Registration Rules and Payment Disclosure
During property registration:
- Both buyer and seller must declare the sale value in the sale deed
- The Sub-Registrar may refuse registration if the declared payment is suspicious
- Stamp duty and circle rates must also be factored in
Paying part in cash and part via bank may raise red flags and attract tax raids.
TDS Applicability on Property Sale
For property sales over ₹50 lakh:
- The buyer must deduct 1% TDS (Tax Deducted at Source) under Section 194-IA
- TDS is deducted on the entire sale amount, not just the bank-transferred portion
- Form 26QB must be filled, and TDS deposited with the government
If a part of the payment is in cash, this TDS compliance becomes difficult, which could trigger income tax scrutiny.
Reporting Property Sales in ITR
If you’re a seller:
- You must report the capital gains (short or long term) in your Income Tax Return (ITR)

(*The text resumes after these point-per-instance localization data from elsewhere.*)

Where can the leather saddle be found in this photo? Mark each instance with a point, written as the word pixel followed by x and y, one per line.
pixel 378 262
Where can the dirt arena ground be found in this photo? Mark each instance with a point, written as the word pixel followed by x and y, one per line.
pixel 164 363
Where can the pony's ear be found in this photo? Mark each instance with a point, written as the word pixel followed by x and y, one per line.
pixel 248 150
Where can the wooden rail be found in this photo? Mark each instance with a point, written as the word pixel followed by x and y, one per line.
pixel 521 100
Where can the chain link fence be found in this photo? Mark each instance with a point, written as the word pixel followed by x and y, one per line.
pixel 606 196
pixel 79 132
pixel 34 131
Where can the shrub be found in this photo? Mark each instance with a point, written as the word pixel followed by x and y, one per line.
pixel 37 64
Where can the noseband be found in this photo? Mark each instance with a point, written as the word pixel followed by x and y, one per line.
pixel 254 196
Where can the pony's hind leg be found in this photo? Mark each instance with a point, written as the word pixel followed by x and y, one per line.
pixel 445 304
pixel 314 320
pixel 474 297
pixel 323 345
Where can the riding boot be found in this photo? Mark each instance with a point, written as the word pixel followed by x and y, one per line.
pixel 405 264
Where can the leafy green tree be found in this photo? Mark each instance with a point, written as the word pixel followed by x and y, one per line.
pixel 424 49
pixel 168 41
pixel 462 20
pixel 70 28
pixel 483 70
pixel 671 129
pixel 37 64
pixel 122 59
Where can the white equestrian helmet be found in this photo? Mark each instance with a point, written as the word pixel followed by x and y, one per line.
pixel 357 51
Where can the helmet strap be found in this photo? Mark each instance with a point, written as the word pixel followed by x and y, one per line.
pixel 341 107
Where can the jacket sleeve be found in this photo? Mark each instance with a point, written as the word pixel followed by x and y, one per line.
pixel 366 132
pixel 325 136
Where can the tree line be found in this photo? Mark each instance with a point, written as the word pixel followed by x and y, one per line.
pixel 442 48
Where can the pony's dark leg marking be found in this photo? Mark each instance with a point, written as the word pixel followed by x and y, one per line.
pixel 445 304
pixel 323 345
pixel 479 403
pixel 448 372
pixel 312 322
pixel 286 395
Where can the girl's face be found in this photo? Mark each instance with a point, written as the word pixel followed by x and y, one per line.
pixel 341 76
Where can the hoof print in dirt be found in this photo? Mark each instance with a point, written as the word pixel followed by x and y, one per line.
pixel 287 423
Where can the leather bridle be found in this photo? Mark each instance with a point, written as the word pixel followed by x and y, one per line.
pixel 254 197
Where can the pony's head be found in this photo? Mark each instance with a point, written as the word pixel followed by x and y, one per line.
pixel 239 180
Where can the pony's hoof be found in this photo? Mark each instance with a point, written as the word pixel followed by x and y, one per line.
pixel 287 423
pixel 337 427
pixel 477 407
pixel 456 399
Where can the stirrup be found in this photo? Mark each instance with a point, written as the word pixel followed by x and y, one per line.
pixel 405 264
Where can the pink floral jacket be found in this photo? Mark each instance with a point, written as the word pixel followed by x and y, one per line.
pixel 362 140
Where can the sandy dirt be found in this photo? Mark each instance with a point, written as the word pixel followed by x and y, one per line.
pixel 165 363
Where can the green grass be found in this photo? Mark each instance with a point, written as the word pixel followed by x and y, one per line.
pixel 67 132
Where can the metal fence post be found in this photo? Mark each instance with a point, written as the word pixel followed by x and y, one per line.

- If you received any part of the sale amount in cash, it becomes hard to prove or claim benefits like indexation or Section 54 exemption
- If caught, you may face interest, penalty, and prosecution
Real Case Example
Illegal Transaction:
Mr. A sells his plot for ₹35 lakh.
- Receives ₹10 lakh in cash, ₹25 lakh via bank.
- Does not declare the ₹10 lakh in his ITR.
Consequences:
- Violates Section 269ST
- ₹10 lakh cash is unaccounted → Penalty = ₹10 lakh
- Faces notice and potential raid by IT department
Can You Show Cash as Advance?
Some people try to bypass the rule by taking cash as “advance”.
This is still illegal if the total cash received across the entire transaction exceeds ₹2 lakh. The law considers it part of one single transaction.
How to Legally Sell Property and Minimize Tax?
Here are legal ways to minimize tax without accepting cash:
- Invest capital gains in specified assets (under Section 54, 54F)
- Use joint ownership for tax planning
- Invest in Capital Gains Bonds (Section 54EC)
- Consult a chartered accountant (CA) before the transaction
Table: Cash Transaction Rules for Property in India
Aspect | Rule/Limit | Legal Section |
---|---|---|
Max. Cash Allowed in Sale | ₹1,99,999 | Section 269ST |
Penalty for Violation | 100% of cash received | Section 271DA |
TDS Applicability | 1% on sale value > ₹50 lakh | Section 194-IA |
Report in Income Tax Return | Mandatory for seller | Capital Gains Head |
Allowed Payment Modes | Cheque, Bank Transfer, DD, UPI | RBI/Income Tax Norms |
Key Takeaways
- You can’t legally sell or buy a property with more than ₹2 lakh in cash.
- Violation of this law may lead to 100% penalty.
- Always use traceable bank channels for real estate payments.
- Declare property sale in your income tax return and deduct TDS if applicable.
- Consult a financial advisor before finalizing high-value deals.
Selling a property in cash might seem convenient, but it can land you in serious legal and financial trouble. With stricter regulations under the Income Tax Act, transparency is the best policy.
If you are planning to sell or buy property, do it legally and smartly.